Русская литературно-публицистическая критика начала XX века

Объективный смысл этих устремлений Блока как критика и публициста ясен, В конечном счете он заключался в том, чтобы, оставаясь на уровне духовной и эстетической культуры начала XX века и навыков «поэтической критики», опереться на высокие традиции русской литературы, в своей основе — гражданственной, демократической, озаряемой большими, «длинными» мыслями о человеке, народе, культуре, искусстве во взаимодействии всех этих сфер. Критика Блока представляется нам, — если рассматривать ее в максимальном обобщении, — призванной

к тому, чтобы сблизить «современность» и наследие «живого прошлого», о котором шла здесь речь, и вместе с тем нащупать связи «эстетики», как он ее понимал, и жизни своего времени, красоты и совести. И критическая проза Блока во многом выполнила это призвание, проникая, до предела своих возможностей, в ту «тайну полноты», которую так страстно искала, над которой билась русская культура прошлого и текущего столетия.

Сравнивая ее как целое с критическими и теоретическими произведениями других крупнейших поэтов-символистов, легко прийти к выводу, что эти произведения во многих отношениях внушительней

блоковской прозы. Конечно, она в ряде своих аспектов не выдерживает сопоставления с критическими и историко-литературными сочинениями Врюсова, значительно превосходящими ее своим общим объемом, непрерывностью своего потока, широтой привлекаемого материала, степенью разработанности отдельных тем и логической отчетливостью в их подаче.

Марксистская, демократическая и либерально-демократическая пресса, выступая против модернизма и символизма широким фронтом, не считала нужным подробно рассматривать отдельные стороны этих явлений, такие как символистская критика, и поэтому почти полностью игнорировала критические и публицистические выступления Блока со всеми их отличительными признаками, в том числе и антимодернистскими тенденциями. Блок, конечно, воспринимался этой прессой как модернист, и его статьи подробно не рассматривались и не анализировались.

Но особенно показательно и важно для намеченных выше предварительных выводов отношение к блоковской критической прозе символистов. Вполне принимая и любя поэзию Блока, символисты почти не различали в его стихах того, что совпадало в них с содержанием его статей, и, даже при общем благожелательном подходе к нему, решительно не признавали его как критика. Они относились к статьям Блока — за редкими исключениями — иронически, с пренебрежением или нескрываемым раздражением, чаще всего обходили их молчанием, а в случае явного разногласия не удостаивали их серьезной полемики.

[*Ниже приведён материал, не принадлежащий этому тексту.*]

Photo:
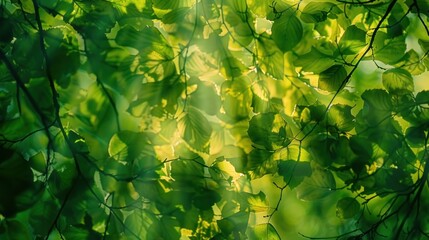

Понятно, что главной мишенью для литераторов, выступавших с аналогичных позиций, должны были служить и действительно служили прежде всего статьи Блока о народе и интеллигенции. В предисловии ко второму изданию этого цикла Блок вспоминает: «Критика редко встречала эти статьи с благосклонностью; на них было потрачено немало злобы в разных ее оттенках — от ненависти до презрительного снисхождения к «поэту» . К известным Блоку печатным высказываниям об этой группе статей можно присоединить и отзывы, оставшиеся за пределами печати. Эллис, например, в частном письме называл эти статьи Блока «идиотизмом вприсядку». Брюсов в 1910 году откликнулся на них едкой эпиграммой.

К этим голосам присоединился и Сергей Соловьев в полемическом отделе сборника своих стихов «Солдат» . Андрею Белому выступления Блока о народе и интеллигенции также не нравились.

Это оппозиционное, пренебрежительное или невнимательное отношение символистов к критической прозе Блока не может не привлекать внимания ее исследователя. Сама структура прозы Блока и его подход ко многим центральным для него и его современников вопросам показывают, что это отношение имело серьезные и в значительной мере идейные основания.